Ottistirodes

Scientific classification
- Kingdom: Animalia
- Phylum: Arthropoda
- Clade: Pancrustacea
- Class: Insecta
- Order: Coleoptera
- Suborder: Polyphaga
- Infraorder: Cucujiformia
- Family: Curculionidae
- Subfamily: Entiminae
- Tribe: Ottistirini
- Genus: Ottistirodes Oberprieler R.G. & Zimmerman, 2020
- Species: O. murinus
- Binomial name: Ottistirodes murinus (Lea, 1930)
- Synonyms: Eutinophaea murina Lea, 1930;

= Ottistirodes =

- Genus: Ottistirodes
- Species: murinus
- Authority: (Lea, 1930)
- Synonyms: Eutinophaea murina Lea, 1930
- Parent authority: Oberprieler R.G. & Zimmerman, 2020

Genus of beetles

Ottistirodes is a genus of beetle of the family Curculionidae.
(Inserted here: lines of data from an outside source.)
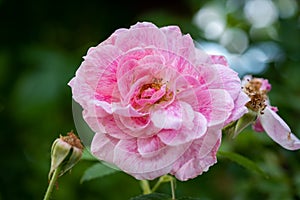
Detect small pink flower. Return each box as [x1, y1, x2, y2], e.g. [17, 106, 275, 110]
[69, 22, 249, 180]
[242, 76, 300, 150]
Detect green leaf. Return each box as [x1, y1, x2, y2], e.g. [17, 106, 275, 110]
[217, 151, 268, 178]
[130, 193, 172, 200]
[232, 110, 257, 138]
[81, 148, 99, 161]
[130, 193, 200, 200]
[80, 163, 119, 183]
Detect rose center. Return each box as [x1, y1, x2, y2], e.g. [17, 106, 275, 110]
[132, 79, 173, 111]
[243, 78, 268, 114]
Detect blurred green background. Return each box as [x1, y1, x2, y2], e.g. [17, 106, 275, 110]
[0, 0, 300, 200]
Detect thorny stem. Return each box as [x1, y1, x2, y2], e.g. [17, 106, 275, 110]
[44, 167, 60, 200]
[170, 178, 175, 200]
[140, 175, 175, 200]
[140, 180, 152, 194]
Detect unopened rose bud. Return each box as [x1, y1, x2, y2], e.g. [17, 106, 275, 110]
[48, 132, 83, 179]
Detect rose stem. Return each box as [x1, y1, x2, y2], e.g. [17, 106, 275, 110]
[140, 180, 151, 194]
[44, 167, 60, 200]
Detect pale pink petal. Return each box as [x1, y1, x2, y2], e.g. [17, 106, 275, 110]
[158, 113, 207, 146]
[171, 130, 221, 181]
[150, 102, 194, 130]
[177, 87, 234, 126]
[259, 107, 300, 150]
[252, 118, 265, 132]
[114, 115, 161, 138]
[202, 64, 242, 100]
[225, 91, 250, 125]
[161, 26, 203, 62]
[137, 136, 166, 158]
[113, 139, 190, 177]
[210, 55, 228, 67]
[115, 23, 167, 52]
[91, 133, 119, 163]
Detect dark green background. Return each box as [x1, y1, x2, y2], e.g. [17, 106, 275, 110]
[0, 0, 300, 200]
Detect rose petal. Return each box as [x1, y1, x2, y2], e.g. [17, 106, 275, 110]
[171, 130, 221, 181]
[225, 91, 250, 125]
[137, 136, 166, 157]
[150, 102, 193, 130]
[113, 139, 190, 177]
[158, 113, 207, 146]
[91, 133, 119, 163]
[115, 23, 167, 52]
[259, 107, 300, 150]
[177, 87, 234, 126]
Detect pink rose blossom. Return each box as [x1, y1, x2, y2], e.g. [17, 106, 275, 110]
[69, 23, 249, 180]
[242, 76, 300, 150]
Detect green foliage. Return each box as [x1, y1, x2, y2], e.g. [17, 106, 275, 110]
[0, 0, 300, 200]
[130, 193, 200, 200]
[80, 163, 119, 183]
[218, 151, 268, 178]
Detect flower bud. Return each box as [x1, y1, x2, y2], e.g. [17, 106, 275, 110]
[48, 132, 83, 179]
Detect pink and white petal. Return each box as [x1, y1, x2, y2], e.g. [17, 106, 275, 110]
[157, 113, 207, 146]
[178, 87, 234, 126]
[115, 22, 167, 52]
[137, 135, 166, 158]
[210, 55, 228, 67]
[161, 26, 196, 62]
[98, 115, 133, 139]
[131, 165, 172, 180]
[113, 139, 190, 174]
[114, 115, 161, 138]
[83, 45, 122, 88]
[259, 107, 300, 150]
[171, 136, 221, 181]
[91, 133, 119, 164]
[150, 101, 194, 130]
[225, 91, 250, 125]
[203, 64, 242, 100]
[252, 118, 265, 132]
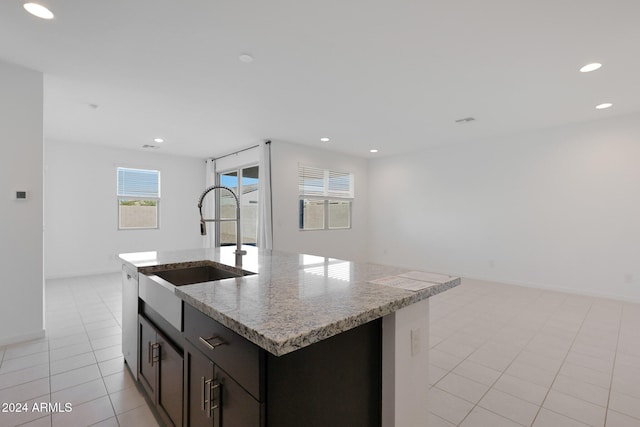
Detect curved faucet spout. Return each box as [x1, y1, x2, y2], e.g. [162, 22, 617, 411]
[198, 185, 247, 264]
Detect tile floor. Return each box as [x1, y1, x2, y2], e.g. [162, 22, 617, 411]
[0, 273, 158, 427]
[0, 274, 640, 427]
[428, 280, 640, 427]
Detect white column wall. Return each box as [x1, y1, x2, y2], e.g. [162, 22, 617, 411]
[0, 61, 44, 345]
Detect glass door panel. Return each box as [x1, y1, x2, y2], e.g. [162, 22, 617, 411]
[216, 166, 259, 246]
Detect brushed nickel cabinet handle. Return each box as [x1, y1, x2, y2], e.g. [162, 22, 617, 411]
[211, 383, 222, 412]
[198, 335, 229, 350]
[149, 341, 160, 366]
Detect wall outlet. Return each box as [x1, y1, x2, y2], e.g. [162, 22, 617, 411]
[411, 328, 420, 357]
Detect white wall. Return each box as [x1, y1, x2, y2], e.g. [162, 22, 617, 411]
[45, 141, 205, 278]
[369, 115, 640, 300]
[0, 61, 44, 345]
[271, 141, 368, 261]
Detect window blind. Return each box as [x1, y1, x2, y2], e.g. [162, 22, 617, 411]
[118, 168, 160, 198]
[298, 165, 354, 199]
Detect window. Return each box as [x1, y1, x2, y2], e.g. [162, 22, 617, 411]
[298, 165, 354, 230]
[117, 168, 160, 230]
[216, 165, 259, 246]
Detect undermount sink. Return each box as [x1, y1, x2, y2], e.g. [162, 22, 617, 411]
[153, 265, 255, 286]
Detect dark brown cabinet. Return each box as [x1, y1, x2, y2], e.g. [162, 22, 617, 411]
[138, 315, 184, 427]
[185, 343, 264, 427]
[138, 304, 382, 427]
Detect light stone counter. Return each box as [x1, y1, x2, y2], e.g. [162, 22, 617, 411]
[120, 247, 460, 356]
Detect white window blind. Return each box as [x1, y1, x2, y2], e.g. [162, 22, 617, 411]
[118, 168, 160, 198]
[298, 165, 354, 199]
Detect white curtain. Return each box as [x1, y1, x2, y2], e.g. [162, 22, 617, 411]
[202, 159, 216, 248]
[258, 142, 273, 249]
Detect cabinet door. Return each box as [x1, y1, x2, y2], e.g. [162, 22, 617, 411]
[157, 333, 184, 427]
[185, 345, 215, 427]
[138, 316, 158, 399]
[213, 367, 264, 427]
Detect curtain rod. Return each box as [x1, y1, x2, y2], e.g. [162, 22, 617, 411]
[209, 141, 271, 161]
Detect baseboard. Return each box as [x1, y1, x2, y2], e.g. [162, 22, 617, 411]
[450, 273, 640, 303]
[44, 268, 122, 280]
[0, 329, 45, 346]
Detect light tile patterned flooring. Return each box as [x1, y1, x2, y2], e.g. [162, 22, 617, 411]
[0, 274, 640, 427]
[428, 280, 640, 427]
[0, 273, 158, 427]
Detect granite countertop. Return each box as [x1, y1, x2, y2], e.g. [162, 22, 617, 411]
[120, 247, 460, 356]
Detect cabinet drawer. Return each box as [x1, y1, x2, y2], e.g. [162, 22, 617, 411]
[184, 304, 264, 401]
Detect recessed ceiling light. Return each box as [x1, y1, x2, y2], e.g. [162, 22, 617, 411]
[23, 3, 53, 19]
[596, 102, 613, 110]
[580, 62, 602, 73]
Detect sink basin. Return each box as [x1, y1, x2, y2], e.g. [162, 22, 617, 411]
[153, 265, 254, 286]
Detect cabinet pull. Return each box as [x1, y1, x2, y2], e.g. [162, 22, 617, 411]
[200, 377, 211, 418]
[149, 341, 160, 366]
[198, 335, 229, 350]
[209, 383, 222, 413]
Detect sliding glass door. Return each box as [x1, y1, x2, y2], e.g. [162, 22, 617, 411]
[216, 165, 259, 246]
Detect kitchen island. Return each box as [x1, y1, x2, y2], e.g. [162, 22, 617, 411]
[120, 247, 460, 427]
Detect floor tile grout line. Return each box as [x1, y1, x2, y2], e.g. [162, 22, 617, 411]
[604, 305, 624, 425]
[532, 302, 619, 425]
[458, 292, 566, 425]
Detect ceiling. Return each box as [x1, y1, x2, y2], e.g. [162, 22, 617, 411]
[0, 0, 640, 157]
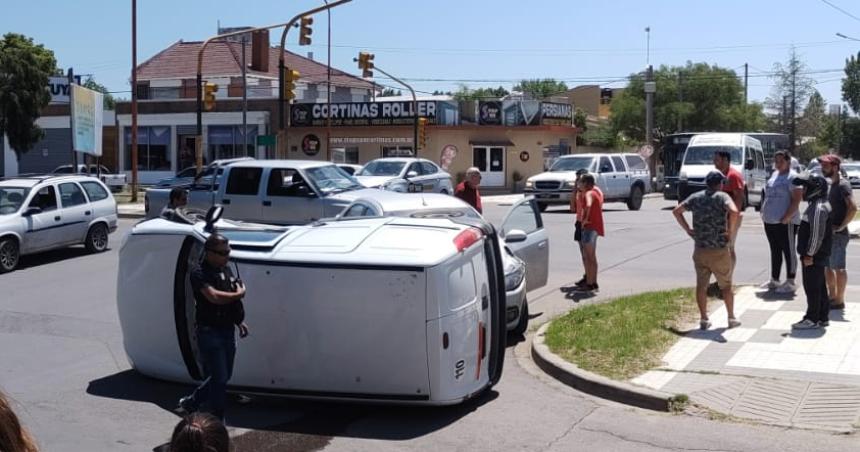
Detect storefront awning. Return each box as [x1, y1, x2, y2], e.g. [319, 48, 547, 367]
[469, 140, 514, 147]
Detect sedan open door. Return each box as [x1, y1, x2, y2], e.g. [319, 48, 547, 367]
[501, 196, 549, 290]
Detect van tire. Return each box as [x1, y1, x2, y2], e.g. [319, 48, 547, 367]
[84, 223, 108, 253]
[0, 236, 21, 273]
[513, 299, 529, 335]
[627, 185, 643, 210]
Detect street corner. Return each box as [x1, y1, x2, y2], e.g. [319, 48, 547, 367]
[632, 286, 860, 432]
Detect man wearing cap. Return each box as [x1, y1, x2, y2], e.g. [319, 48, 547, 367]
[714, 150, 744, 268]
[818, 154, 857, 309]
[672, 171, 741, 330]
[454, 166, 484, 214]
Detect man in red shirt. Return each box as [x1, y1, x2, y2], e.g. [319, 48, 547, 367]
[714, 150, 746, 269]
[454, 166, 484, 214]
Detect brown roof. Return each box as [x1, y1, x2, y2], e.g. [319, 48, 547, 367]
[137, 41, 373, 89]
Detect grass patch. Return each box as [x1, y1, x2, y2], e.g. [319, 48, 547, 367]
[545, 289, 699, 380]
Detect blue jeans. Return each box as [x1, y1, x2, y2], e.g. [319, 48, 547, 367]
[190, 325, 236, 421]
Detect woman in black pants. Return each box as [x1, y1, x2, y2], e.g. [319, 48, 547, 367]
[761, 150, 803, 293]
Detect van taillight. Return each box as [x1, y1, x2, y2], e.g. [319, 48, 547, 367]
[454, 228, 484, 253]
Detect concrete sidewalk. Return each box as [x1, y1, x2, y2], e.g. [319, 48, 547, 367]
[632, 286, 860, 432]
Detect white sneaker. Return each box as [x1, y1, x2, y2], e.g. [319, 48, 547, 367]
[791, 319, 819, 330]
[758, 279, 779, 290]
[776, 279, 797, 293]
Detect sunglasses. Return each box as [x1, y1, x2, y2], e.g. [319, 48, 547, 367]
[206, 248, 230, 257]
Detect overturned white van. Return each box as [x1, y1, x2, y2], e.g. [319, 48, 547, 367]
[117, 210, 506, 405]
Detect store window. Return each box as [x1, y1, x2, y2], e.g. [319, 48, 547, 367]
[207, 125, 257, 161]
[125, 126, 173, 171]
[382, 146, 415, 158]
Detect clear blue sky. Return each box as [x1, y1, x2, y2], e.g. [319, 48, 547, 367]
[5, 0, 860, 109]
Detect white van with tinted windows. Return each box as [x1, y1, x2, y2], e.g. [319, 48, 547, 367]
[678, 133, 768, 209]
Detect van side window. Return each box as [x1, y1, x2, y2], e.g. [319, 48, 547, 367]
[624, 155, 644, 171]
[60, 182, 87, 207]
[27, 185, 57, 212]
[612, 155, 624, 173]
[227, 168, 263, 195]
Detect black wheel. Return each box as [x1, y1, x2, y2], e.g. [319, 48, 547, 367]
[514, 300, 529, 334]
[84, 223, 108, 253]
[0, 237, 21, 273]
[627, 185, 643, 210]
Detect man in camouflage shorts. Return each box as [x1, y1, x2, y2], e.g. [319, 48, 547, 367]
[672, 171, 741, 330]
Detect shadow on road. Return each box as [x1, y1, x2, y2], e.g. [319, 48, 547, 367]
[87, 370, 499, 450]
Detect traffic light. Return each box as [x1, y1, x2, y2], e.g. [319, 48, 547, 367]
[299, 16, 314, 46]
[284, 68, 301, 99]
[358, 52, 374, 78]
[418, 118, 427, 149]
[203, 82, 218, 111]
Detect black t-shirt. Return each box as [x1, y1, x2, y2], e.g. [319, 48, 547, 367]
[827, 177, 851, 231]
[191, 261, 245, 327]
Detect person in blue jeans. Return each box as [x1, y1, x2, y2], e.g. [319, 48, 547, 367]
[179, 233, 248, 421]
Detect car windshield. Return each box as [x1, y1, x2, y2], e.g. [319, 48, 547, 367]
[305, 165, 362, 194]
[0, 187, 30, 215]
[356, 160, 406, 176]
[549, 157, 594, 171]
[684, 146, 743, 165]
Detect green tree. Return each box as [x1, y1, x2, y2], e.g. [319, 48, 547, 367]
[0, 33, 57, 158]
[514, 78, 567, 99]
[842, 52, 860, 114]
[81, 77, 116, 110]
[610, 62, 766, 144]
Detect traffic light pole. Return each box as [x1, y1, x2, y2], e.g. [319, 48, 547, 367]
[373, 65, 418, 153]
[278, 0, 352, 157]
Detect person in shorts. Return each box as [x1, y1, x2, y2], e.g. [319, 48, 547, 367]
[672, 171, 741, 330]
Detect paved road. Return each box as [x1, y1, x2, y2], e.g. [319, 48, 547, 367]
[0, 199, 860, 451]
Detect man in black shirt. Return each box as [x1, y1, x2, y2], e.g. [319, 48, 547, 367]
[179, 233, 248, 421]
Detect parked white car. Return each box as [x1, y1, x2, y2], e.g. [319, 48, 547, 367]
[337, 190, 549, 334]
[53, 163, 127, 192]
[0, 176, 117, 273]
[355, 157, 454, 195]
[116, 208, 507, 405]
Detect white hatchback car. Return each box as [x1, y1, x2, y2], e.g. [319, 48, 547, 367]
[0, 175, 117, 273]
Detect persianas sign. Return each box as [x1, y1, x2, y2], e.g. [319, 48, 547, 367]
[71, 85, 104, 156]
[291, 101, 438, 127]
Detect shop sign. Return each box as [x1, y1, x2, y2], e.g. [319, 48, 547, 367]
[478, 101, 502, 126]
[302, 133, 322, 157]
[291, 101, 446, 127]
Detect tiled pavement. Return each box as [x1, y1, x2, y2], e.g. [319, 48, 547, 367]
[633, 286, 860, 431]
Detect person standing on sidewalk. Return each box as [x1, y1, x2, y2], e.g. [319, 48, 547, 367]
[714, 150, 746, 271]
[761, 150, 803, 293]
[574, 173, 604, 292]
[818, 154, 857, 309]
[179, 232, 248, 421]
[672, 171, 741, 330]
[791, 174, 833, 330]
[454, 166, 484, 214]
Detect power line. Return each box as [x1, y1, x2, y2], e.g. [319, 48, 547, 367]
[821, 0, 860, 22]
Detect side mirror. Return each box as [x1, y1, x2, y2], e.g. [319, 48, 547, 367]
[505, 229, 529, 243]
[203, 204, 224, 233]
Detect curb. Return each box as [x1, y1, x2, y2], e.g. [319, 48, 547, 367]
[532, 322, 676, 412]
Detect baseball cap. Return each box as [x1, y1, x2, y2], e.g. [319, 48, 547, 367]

It is monotypic, being represented by the single species, Ottistirodes murinus, which is found in northern Australia.

== Description ==
Adults reach a length of about 5-7 mm. They are black, with parts of the antennae and part of the legs obscurely reddish. They are densely clothed with mouse-coloured scales, changing to whitish on the underside.